Arefeh Ravanbakhsh

Pelger-Huët anomaly (PHA) is a genetic condition reported in numerous species characterised by nuclei hyposegmentation of granulocytes (neutrophils, eosinophils, and basophils).

Nuclei of granulocytes can appear oval, kidney-shaped, bean-shaped, band-shaped or bilobed.1 This anomaly has been described in dogs, cats, horses, rabbits, and humans.1 It is thought that a defect occurs at the stem cell level as bone marrow megakaryocytes can also be affected.2 In humans. Pelger-Huët anomaly has been attributed to a mutation in lamin-B receptor gene which codes an integral nuclear envelope protein.2 In most cases, this is an autosomal dominant hereditary anomaly, with no clinical consequences in heterozygous individuals; however, it can be lethal in homozygous individuals.2,3

Although uncommon, it is important to be aware of this anomaly to avoid misinterpretation of acute inflammation when examining blood smears.

Assessment of a blood smear as part of a routine CBC (such as a presurgical screen) in an otherwise healthy patient can be a fantastic way to pick up on this anomaly.  In patients with PHA almost all of the neutrophils are hyposegmented. At first glance it may appear that the patient has a severe left shift, suggesting an overwhelming inflammatory response. However closer scrutiny of the neutrophils and other granulocytes reveals several clues to differentiate PHA from acute inflammation.

Figure 1: Blood smear from a canine patient with Pelger-Huet anomaly, 100x oil.

Figure 1 shows a blood smear from a patient with PHA while Figure 2 is from a diabetic patient with evidence of acute inflammation.

What differences can be appreciated and how can band neutrophils
be distinguished from segmented neutrophils?

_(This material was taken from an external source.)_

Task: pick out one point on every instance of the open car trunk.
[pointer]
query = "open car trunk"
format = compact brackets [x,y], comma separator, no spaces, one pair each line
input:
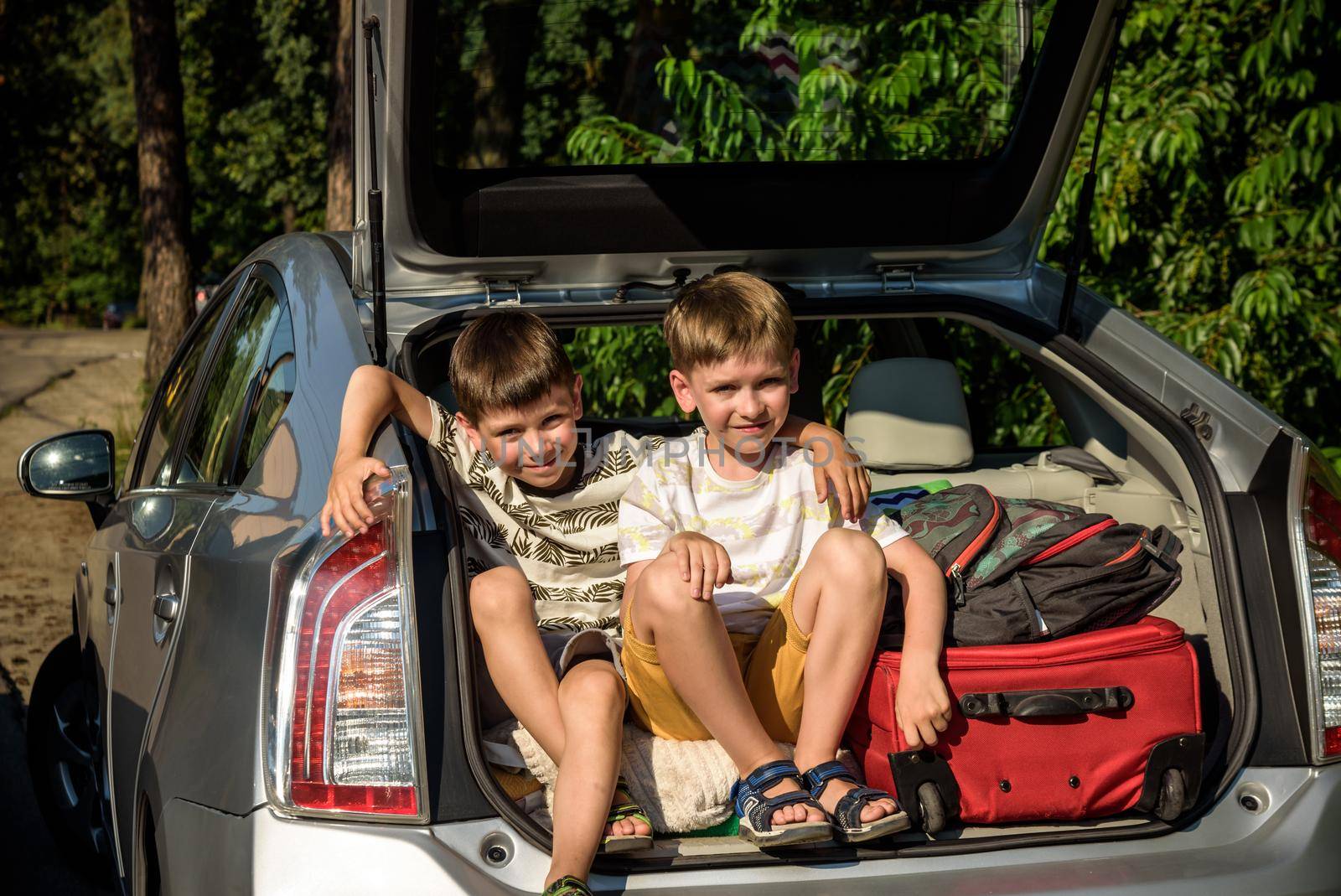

A band versus segmented neutrophil can be differentiated by closely examining the width of most narrow portion of the nucleus and comparing that to the widest part of the nucleus. Segmented neutrophils have a tight constriction between nuclear lobes. The narrowest part of the constriction should be <1/3 the width of the thickest part of the nucleus. If the width of a constricted part of the nucleus is >1/3 the width of the thickest part of the nucleus, the cell is a band. In both Figure 1 and Figure 2 neutrophils with a band-shaped nuclei are present (arrows). Further assessment of their cytoplasmic features and chromatin pattern can aid to determine if the band neutrophils are due to release of immature neutrophils secondary to a strong inflammatory stimulus vs a genetic anomaly.

Figure 2: Blood smear from a canine patient with acute inflammation. Arrows indicating band-shaped nuclei. 100x oil.

The cytoplasm of the band neutrophils in Figure 2 display cytoplasmic basophilia and some contain Döhle bodies. Cytoplasmic basophilia, Döhle bodies as well as cytoplasmic vacuolation and toxic granulation are all signs of toxic change which indicates accelerated maturation through the bone marrow supporting an inflammatory response.  The banded neutrophils in Figure 1 do not display toxic change and have cytoplasmic features of normal mature segmented neutrophils.

The second clue is the chromatin pattern. The banded cells in Figure 1 have densely clumped chromatin pattern while the banded cells in Figure 2 have more loosely clumped chromatin pattern. Furthermore, patients with the inflammatory response have a mixture of bands and segmented neutrophils. Patients with PHA have uniformly hyposegmented neutrophils. 

Another helpful hint would be to assess the nuclear morphology of other granulocytes. Figure 3 is from the same patient with PHA. Note that the eosinophil nuclei is also hyposegmented.

Figure 3: Blood smear from a canine patient with Pelger-Huet anomaly, 100x oil.

Pelger-Huët anomaly should also be differentiated from pseudo-Pelger-Huët anomaly where granulocyte hyposegmentation occurs not due to a genetic condition but rather secondary to other underlying pathology such as myelodysplastic syndrome, chronic infection, or administration of some drugs. In pseudo Pelger-Huët, only a minority of granulocytes display hyposegmentation.2


1. Harvey JW. Veterinary Haematology, A Diagnostic Guide and Color Atlas. Elsevier St. Louis Missouri, USA, 2012.
2. Valenciano AC, Cowell RL. Cowell and Tyler’s Diagnostic cytology and Hematology of the Dog and Cat. 5th Edtn. Elsevier St. Louis Missouri, USA, 2019
3. Vale A.M et al. Pelger-Huët anomaly in two related mixed-breed dogs. J Vet Diagn Invest. 4:863-5, 2011
4. Deshuillers. P, Raskin Rm Messick J. Pelger-Huët anomaly in a cat. Vet Clin Pathol. 3:337-41, 2014.